By doing that we may see migration as a world problem, one that has existed for millennia, the solution and accommodation to which has to be solved on a global, yet local level, much the same as the perils faced by our environment — which must include humans in that misleading word ‘nature’. As long as we see outsiders as others we are doomed.

Not long after I was nine I got to see Roy Harper play for free (it WAS free, it said so in the Melody Maker) in Hyde Park. The rest of my sixty years has been spent with Harper at my side. He’s a good deal older than me but he managed a second leg of his farewell tour this year. Though I had tickets for his Birmingham Symphony Hall concert — the usual rowdy celebration of all things Roy — I somehow managed to see him in a tiny pub in Clonakilty beforehand. Something I won’t ever forget.

As I get older I find music suits pubs better than almost any other venue. Where I am we are surrounded by fantastic thriving pubs, so many of these pubs host sessions in them, ‘big’ names drop by to play, and if this local intimate setting is our substitute for some vacuous arena on an industrial estate then I know where I’d rather be.

To get into these pubs requires no ‘dynamic pricing’ ticket, no internet scramble, no bag search, no queue at an overpriced ‘merch’ table, no jostling for beers at London prices, no pillock next to me on his phone checking his share prices, and no missing the last train home complete with bus replacement service.

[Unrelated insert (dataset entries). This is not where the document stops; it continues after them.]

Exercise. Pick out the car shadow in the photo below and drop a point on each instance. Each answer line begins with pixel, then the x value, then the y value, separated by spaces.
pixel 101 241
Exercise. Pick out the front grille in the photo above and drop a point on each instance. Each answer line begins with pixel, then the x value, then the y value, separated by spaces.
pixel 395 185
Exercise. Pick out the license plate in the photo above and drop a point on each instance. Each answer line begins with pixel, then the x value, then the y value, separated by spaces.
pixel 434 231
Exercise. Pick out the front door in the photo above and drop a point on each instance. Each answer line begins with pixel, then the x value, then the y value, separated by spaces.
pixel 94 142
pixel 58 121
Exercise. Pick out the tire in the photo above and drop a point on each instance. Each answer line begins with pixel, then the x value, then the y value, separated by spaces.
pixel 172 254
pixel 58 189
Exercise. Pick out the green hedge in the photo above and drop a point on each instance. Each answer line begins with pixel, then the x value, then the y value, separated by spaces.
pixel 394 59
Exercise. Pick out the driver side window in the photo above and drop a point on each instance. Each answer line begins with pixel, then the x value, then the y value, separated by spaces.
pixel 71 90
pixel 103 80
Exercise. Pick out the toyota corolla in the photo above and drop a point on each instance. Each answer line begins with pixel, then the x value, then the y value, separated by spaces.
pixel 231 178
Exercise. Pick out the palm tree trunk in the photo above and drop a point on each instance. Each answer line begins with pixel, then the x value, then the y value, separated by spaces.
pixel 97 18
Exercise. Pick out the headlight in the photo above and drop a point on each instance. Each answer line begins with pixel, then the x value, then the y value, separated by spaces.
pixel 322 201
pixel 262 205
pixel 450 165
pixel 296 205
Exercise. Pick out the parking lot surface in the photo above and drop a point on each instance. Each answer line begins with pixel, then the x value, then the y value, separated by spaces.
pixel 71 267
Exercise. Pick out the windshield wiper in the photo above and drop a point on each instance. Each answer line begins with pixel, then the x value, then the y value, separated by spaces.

Somehow the year’s fog grew denser. A welcoming embrace with the ever-thrilling recent Burial release of Comafields / Imaginary Festival. At three minutes shorter than Nick Drake’s 28-minute epic Pink Moon, Bevan the Burial makes music with the listener uppermost in mind. This is true folk music, the sound of south London in collaged shrapnel and indistinction once again served up as an enigmatic soup.

When desperation sets in and we crave clarity, sometimes the opposite reassures us that the solution is up to us alone.  2026 will mean look-to-your-neighbour — keep it local on a global setting.